Можно задаться вопросом, почему именно в Петрограде, несмотря на сравнительно слабую материальную базу в Институте живого слова и позже в Государственном институте истории искусств, в начале 1920‐х годов возник фактически первый в мире фонограммархив современной литературы16. Ответ на этот вопрос не сводится к перечислению исследовательских задач, в связи с которыми создавались звукозаписи. Это связано с культурными особенностями, резко выделявшими ситуацию в России. В более широкой перспективе это было связано с проблемой памяти.

Западные антропологи и этнографы начали открывать возможности использования фонографа в научных целях в конце XIX века.

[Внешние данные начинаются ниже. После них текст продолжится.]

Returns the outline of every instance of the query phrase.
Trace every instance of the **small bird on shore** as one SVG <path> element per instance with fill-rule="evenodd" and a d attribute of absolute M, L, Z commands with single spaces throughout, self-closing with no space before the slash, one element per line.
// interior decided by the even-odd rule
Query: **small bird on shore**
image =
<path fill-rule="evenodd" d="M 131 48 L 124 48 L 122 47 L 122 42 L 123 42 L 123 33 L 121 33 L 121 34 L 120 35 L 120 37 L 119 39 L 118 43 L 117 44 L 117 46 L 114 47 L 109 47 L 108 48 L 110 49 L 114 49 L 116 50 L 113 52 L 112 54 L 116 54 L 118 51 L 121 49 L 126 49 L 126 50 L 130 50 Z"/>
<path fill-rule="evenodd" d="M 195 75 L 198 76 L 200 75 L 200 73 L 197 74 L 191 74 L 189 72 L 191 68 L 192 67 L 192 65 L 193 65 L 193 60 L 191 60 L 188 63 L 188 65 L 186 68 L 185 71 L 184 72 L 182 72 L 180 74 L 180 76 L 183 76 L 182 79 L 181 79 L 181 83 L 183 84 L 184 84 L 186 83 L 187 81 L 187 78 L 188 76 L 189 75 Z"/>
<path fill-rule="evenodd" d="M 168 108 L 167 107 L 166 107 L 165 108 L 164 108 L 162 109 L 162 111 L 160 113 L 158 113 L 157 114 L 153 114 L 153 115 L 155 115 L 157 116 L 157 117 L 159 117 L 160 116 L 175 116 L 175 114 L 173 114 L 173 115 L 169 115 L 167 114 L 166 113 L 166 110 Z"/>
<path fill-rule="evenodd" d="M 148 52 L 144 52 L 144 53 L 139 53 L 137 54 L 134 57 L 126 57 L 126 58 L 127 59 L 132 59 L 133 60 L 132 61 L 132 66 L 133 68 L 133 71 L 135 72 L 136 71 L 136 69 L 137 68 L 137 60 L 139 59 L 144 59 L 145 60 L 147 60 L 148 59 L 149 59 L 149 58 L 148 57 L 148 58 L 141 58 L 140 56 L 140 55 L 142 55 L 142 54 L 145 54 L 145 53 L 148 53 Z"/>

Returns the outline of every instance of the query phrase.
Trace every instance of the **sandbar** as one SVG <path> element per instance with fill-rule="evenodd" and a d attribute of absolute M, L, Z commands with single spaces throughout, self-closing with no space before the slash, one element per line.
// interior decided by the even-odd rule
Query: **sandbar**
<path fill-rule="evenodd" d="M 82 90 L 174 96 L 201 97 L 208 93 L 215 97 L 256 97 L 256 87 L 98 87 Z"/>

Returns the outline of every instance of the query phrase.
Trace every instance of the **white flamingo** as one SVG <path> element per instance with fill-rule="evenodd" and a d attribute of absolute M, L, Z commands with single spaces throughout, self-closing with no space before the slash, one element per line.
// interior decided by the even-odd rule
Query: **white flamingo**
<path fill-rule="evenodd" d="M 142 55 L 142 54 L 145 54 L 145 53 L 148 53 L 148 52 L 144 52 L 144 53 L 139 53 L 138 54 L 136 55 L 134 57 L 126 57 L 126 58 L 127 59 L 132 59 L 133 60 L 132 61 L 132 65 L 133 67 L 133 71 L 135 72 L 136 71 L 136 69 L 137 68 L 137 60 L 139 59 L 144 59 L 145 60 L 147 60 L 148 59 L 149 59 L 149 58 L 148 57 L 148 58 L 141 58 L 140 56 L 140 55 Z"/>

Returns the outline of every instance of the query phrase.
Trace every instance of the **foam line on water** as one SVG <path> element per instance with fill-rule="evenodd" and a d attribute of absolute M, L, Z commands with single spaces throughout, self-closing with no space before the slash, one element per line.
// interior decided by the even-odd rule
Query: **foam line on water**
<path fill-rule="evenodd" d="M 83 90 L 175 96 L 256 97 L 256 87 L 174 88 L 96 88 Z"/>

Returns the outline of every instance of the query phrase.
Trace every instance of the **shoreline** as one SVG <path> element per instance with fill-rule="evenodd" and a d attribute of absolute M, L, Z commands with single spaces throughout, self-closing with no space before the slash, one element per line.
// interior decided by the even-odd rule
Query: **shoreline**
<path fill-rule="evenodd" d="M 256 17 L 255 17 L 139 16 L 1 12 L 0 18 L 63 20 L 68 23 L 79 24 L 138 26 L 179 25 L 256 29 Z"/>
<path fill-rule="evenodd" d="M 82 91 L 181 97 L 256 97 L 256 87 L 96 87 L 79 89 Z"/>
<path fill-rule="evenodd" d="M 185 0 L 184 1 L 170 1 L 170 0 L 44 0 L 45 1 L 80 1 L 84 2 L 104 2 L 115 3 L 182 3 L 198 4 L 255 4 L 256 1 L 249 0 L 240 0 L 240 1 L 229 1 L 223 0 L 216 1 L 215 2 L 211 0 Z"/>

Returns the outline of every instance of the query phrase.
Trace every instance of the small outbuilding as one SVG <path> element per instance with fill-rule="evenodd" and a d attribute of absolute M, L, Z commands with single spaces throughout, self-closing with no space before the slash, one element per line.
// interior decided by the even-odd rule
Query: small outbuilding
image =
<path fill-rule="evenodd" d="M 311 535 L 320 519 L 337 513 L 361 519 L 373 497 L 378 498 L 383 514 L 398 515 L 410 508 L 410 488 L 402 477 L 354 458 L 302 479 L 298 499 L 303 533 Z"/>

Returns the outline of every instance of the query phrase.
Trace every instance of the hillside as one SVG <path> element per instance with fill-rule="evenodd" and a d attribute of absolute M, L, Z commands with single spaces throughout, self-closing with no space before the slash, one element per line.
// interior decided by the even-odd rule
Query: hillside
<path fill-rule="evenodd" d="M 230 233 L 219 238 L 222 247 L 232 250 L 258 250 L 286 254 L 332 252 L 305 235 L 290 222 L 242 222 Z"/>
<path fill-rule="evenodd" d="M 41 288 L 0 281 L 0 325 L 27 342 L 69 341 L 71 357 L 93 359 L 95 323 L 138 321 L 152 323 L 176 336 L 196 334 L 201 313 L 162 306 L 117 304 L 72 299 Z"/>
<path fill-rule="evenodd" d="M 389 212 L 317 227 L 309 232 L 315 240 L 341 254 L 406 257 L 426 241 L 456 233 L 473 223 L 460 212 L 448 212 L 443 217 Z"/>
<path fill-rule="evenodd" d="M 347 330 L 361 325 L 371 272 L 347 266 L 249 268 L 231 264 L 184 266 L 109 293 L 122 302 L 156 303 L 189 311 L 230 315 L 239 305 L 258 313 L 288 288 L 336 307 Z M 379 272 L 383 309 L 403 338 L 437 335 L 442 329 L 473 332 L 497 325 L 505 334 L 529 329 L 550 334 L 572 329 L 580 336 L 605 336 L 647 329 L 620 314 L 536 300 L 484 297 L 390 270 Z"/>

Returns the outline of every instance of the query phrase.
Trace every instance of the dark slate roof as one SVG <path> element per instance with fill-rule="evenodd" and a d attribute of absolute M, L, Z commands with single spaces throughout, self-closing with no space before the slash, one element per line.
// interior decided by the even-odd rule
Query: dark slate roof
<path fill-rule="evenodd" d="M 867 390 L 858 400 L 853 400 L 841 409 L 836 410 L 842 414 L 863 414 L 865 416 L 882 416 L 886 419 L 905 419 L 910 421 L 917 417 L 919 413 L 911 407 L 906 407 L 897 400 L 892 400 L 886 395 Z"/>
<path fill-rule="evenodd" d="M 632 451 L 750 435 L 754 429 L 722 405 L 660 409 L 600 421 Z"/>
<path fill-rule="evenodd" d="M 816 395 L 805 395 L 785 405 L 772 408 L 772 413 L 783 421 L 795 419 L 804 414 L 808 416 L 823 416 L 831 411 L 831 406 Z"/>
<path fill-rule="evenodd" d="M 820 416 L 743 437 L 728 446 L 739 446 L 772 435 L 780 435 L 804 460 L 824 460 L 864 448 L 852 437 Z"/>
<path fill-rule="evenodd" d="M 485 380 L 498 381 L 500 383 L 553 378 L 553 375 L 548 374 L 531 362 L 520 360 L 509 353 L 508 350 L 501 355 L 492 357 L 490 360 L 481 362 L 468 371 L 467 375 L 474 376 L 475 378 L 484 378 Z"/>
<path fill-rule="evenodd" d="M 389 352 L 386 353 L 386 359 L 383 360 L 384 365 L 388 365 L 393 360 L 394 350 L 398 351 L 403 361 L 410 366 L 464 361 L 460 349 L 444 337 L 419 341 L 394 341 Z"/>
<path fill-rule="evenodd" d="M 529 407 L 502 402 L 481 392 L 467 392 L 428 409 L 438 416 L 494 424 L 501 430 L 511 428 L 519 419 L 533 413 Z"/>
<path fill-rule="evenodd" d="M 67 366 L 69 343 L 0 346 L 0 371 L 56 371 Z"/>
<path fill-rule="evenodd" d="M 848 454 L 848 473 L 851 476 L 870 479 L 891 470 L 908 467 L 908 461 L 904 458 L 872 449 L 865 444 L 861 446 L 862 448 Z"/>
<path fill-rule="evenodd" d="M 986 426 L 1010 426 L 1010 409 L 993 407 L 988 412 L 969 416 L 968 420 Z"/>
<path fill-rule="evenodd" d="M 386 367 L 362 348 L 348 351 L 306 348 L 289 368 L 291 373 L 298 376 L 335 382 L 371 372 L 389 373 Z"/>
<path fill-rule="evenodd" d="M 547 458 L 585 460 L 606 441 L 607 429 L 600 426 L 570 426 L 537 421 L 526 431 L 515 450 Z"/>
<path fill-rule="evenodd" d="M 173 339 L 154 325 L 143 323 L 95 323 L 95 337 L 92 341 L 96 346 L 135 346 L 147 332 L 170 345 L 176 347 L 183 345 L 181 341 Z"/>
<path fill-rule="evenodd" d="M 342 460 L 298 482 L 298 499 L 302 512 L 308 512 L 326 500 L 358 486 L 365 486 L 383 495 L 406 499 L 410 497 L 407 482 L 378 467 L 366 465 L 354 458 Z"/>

Первыми же, кого фольклористы начали записывать на фонограф в США, стали представители коренного населения Америки. В связи с этим исследователь культурной истории звукозаписи Джонатан Стерн останавливается на конструкте уходящей культуры, который сыграл ключевую роль в этом выборе. «Ранние звукозаписи антропологов и фольклористов, вероятно, служат самым выразительным примером пересечения двух мотивов, бытовавших в связи с фонографией голосов мертвых и посланий, отправленных в будущее. С поправкой, что в этом случае речь шла о голосах умирающей культуры, которую антропологи надеялись спасти»17. В качестве примера Стерн приводит статьи Джесси Уолтера Фьюкса, пионера использования фонографа в этнологии, в 1890‐е годы записывавшего музыку и речь представителей индейского племени пассамакуоди и народности зуни18. Фьюкс доказывал важность применения фонографа в исследованиях антропологов, а постоянными мотивом его текстов было сожаление по поводу утраты культуры коренных народов Америки и надежда на сохранение с помощью звукозаписи их языков.